As if any drunken tourist would even notice, there was hardly a substantial palm tree left on any of the High Society Islands within three hundred miles. Coconuts were scarce on both Little Hubba, and Big Hubba-Hubba, the two islands comprising the kingdom of Hubba Hubba Hubba.
“Shouldn’t waste perfectly good food!” Mmbop said, as he pushed his thick blonde dreadlocks back. The golden hair and clear blue eyes were a throwback to his Scandinavian sailor ancestors who’d visited, mated and had been munched on, in Micronesia over seven hundred years ago.
Mmbop lifted himself up, stretching his long thin shadow across the beach.
After eating the sweet coconut meat he would clean off the husk and carve a bearded monkey head for the dwindling tourists that have been disappearing along with the trees. Maybe he’d add a human finger bone through the nose.
Tourists always assumed that the “nose-bone” came from a chicken. Chickens were revered as Gods in Hubba-Hubba. They were only used for their eggs, by order of Queen Erica, after the island’s omelet loving priests had convinced her that the chicken fruit were a gift from Lomalagi (Heaven) and that ‘the sacred chickens, DID, in fact, come before the eggs.’
He watched the coconut bobbing in the water. After the carving was finished, he would add some shell teeth and toy glasses.
Tourists love that stuff, Mmbop thought as he bent forward, and tried to grab onto the bobbing nut that persisted on floating away in the slow current and morning glare. He hit at the coconut with a stick and it turned over. It appeared to have already been carved with a funny beard and a big schnozolla with a human bone through it!

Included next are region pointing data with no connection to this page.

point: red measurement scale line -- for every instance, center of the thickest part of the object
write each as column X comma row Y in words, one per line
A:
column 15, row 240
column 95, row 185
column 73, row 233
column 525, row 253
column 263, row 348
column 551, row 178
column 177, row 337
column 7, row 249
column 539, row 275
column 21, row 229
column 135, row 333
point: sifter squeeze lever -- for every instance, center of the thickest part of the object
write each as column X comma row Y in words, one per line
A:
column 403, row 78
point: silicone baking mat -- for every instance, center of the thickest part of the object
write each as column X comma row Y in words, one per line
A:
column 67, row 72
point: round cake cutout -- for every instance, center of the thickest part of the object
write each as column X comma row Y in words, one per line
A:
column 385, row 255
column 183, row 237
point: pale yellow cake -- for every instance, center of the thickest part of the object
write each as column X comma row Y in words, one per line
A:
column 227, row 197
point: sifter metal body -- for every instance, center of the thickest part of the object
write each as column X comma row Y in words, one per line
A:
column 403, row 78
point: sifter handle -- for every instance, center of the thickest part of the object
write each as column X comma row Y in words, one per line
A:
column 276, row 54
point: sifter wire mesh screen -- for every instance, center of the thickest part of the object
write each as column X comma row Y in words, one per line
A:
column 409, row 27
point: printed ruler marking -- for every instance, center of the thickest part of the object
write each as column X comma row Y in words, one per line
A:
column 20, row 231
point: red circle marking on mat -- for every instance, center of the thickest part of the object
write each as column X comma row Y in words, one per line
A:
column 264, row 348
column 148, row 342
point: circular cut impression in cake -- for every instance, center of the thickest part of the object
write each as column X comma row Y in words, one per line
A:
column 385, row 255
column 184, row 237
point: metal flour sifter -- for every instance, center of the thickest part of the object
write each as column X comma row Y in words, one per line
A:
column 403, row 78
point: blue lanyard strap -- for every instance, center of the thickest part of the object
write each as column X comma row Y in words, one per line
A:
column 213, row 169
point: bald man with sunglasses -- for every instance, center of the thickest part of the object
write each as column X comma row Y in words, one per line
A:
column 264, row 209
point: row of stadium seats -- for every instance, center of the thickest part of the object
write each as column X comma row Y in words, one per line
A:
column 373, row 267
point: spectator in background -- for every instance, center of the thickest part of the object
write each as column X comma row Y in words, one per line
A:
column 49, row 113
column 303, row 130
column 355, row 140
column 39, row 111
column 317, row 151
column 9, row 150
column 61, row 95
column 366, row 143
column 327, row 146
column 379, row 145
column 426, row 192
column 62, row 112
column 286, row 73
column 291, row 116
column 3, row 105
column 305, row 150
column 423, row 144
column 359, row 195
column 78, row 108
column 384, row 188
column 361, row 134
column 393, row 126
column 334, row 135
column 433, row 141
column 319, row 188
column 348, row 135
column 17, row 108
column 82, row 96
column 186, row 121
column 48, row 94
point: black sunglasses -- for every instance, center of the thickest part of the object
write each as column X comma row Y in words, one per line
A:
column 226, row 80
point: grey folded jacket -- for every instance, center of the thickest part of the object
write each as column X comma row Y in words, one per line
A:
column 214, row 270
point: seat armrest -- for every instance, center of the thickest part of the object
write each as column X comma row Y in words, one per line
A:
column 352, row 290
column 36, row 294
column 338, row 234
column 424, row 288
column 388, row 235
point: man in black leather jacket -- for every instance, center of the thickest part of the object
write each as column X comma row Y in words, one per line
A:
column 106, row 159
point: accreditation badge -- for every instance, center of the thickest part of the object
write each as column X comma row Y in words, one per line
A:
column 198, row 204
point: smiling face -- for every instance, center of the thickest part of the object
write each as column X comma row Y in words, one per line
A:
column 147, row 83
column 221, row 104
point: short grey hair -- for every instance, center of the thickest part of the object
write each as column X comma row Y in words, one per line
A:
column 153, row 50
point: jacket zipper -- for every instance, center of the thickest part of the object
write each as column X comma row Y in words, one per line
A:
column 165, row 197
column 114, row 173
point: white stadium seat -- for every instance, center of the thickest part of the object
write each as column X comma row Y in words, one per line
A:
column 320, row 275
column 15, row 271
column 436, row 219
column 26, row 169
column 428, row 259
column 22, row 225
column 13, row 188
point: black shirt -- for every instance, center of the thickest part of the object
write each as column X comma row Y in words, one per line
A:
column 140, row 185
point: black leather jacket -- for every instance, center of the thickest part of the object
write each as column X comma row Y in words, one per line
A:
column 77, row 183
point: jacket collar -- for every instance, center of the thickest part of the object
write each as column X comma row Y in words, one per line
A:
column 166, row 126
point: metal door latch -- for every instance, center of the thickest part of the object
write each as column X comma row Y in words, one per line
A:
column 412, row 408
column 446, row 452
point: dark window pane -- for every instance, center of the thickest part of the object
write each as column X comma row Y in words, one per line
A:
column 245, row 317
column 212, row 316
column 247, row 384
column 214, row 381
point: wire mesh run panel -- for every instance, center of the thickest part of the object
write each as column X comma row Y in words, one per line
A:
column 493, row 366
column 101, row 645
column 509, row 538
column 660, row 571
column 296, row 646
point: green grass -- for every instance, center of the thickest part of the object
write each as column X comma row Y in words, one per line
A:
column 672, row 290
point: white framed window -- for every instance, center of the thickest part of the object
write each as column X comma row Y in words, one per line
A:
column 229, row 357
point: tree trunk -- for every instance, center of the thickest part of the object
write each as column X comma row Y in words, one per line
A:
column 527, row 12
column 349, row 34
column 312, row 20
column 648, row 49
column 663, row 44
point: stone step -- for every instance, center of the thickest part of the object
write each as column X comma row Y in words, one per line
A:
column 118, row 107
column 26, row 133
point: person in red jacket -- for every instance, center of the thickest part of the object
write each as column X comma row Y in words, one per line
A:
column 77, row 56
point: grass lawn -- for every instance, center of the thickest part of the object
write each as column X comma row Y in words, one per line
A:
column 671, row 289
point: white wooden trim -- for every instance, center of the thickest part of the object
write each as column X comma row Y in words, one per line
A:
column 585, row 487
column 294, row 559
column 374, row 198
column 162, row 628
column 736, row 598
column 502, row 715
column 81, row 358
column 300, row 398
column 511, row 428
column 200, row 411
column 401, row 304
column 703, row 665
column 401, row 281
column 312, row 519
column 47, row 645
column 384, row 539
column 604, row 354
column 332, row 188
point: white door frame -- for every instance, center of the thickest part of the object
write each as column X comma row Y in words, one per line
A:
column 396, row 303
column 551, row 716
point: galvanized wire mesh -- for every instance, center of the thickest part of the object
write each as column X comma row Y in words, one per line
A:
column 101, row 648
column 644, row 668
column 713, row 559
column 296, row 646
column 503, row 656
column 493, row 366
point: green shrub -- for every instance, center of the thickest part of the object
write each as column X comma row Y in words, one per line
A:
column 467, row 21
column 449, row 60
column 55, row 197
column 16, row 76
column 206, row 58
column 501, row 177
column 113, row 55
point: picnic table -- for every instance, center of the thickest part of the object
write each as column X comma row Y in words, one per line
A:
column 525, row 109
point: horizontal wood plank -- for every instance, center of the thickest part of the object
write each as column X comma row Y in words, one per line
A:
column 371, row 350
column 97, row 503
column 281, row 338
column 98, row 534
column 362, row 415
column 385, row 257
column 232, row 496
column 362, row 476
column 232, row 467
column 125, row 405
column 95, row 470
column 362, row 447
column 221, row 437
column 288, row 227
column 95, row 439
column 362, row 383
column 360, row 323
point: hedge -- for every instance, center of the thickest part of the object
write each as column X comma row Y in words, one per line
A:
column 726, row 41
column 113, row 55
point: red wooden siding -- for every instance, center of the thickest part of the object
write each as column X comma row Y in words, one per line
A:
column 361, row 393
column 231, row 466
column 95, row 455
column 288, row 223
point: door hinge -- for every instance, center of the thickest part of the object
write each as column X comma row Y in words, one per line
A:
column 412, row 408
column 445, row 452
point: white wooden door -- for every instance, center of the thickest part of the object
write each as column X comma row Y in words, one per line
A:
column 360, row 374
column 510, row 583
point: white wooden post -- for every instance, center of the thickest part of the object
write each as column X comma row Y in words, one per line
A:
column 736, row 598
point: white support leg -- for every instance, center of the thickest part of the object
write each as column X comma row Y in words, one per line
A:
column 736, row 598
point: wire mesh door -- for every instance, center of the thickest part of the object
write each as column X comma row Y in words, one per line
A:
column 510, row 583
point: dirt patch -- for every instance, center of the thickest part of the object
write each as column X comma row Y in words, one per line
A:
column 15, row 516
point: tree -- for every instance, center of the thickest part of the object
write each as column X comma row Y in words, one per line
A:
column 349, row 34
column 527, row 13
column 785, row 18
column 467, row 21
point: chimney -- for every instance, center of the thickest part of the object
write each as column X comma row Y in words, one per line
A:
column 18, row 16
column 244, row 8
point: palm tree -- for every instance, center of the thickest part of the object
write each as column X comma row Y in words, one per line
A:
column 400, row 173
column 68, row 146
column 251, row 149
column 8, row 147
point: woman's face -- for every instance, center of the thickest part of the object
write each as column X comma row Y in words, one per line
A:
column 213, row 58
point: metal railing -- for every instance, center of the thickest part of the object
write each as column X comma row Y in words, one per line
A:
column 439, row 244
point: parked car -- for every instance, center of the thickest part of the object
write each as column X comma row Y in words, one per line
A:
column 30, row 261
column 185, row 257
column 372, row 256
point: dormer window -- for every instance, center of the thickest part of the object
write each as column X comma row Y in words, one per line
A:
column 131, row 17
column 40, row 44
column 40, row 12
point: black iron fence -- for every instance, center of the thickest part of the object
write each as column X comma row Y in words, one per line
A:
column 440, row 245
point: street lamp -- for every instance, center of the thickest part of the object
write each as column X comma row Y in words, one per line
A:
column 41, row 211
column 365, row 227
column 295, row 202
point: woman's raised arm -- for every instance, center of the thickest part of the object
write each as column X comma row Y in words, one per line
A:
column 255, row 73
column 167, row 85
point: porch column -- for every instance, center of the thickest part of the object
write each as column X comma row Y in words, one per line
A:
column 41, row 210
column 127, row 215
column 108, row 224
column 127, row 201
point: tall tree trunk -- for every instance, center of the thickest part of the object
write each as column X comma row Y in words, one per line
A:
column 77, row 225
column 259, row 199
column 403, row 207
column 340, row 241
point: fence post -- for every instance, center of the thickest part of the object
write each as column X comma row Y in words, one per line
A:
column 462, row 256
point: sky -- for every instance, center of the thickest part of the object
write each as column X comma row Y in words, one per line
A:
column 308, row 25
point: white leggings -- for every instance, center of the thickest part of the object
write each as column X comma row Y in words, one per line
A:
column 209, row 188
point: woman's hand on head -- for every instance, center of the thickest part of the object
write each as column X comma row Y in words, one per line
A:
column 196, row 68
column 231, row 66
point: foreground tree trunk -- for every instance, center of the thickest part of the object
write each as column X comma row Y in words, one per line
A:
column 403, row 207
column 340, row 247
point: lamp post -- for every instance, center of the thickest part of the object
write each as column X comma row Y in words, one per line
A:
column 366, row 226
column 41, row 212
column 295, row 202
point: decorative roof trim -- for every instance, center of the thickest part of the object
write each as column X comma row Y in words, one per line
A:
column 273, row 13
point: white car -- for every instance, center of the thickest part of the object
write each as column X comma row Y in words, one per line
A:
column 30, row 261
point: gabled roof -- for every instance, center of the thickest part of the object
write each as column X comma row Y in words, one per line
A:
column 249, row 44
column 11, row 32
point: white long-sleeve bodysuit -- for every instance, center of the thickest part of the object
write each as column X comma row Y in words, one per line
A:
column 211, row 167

It, of course, was a real human head.
Mmbop scooped it out of the surf and carried it to shore.
Granola grinding, hemp wearing, coral hugging tourists don’t want a real human head, he thought. Not even a fresh one like this. Maybe I should toss it back? He shook his head ‘no.’ I shouldn’t waste a perfectly good head. He decided to ‘fix it up’ with a few artful cuts. He reached into the pocket of his Izod swimsuit, which yet another rich tourist had traded him for a necklace of genuine plastic whale teeth, and grabbed his Swiss Army Cannibal Fork, that came complete with a saw blade, a grater, a marital aid, assorted knives, an Egyptian nose hook (for removing brains), a Phillips screwdriver, and a waterproof universal remote.
At home, waiting for him, was his main squeeze, Mmbopalula.
“Maybe I’ll take it to her as a gift.…Besides, nothing turns a woman on like a full head of hair.”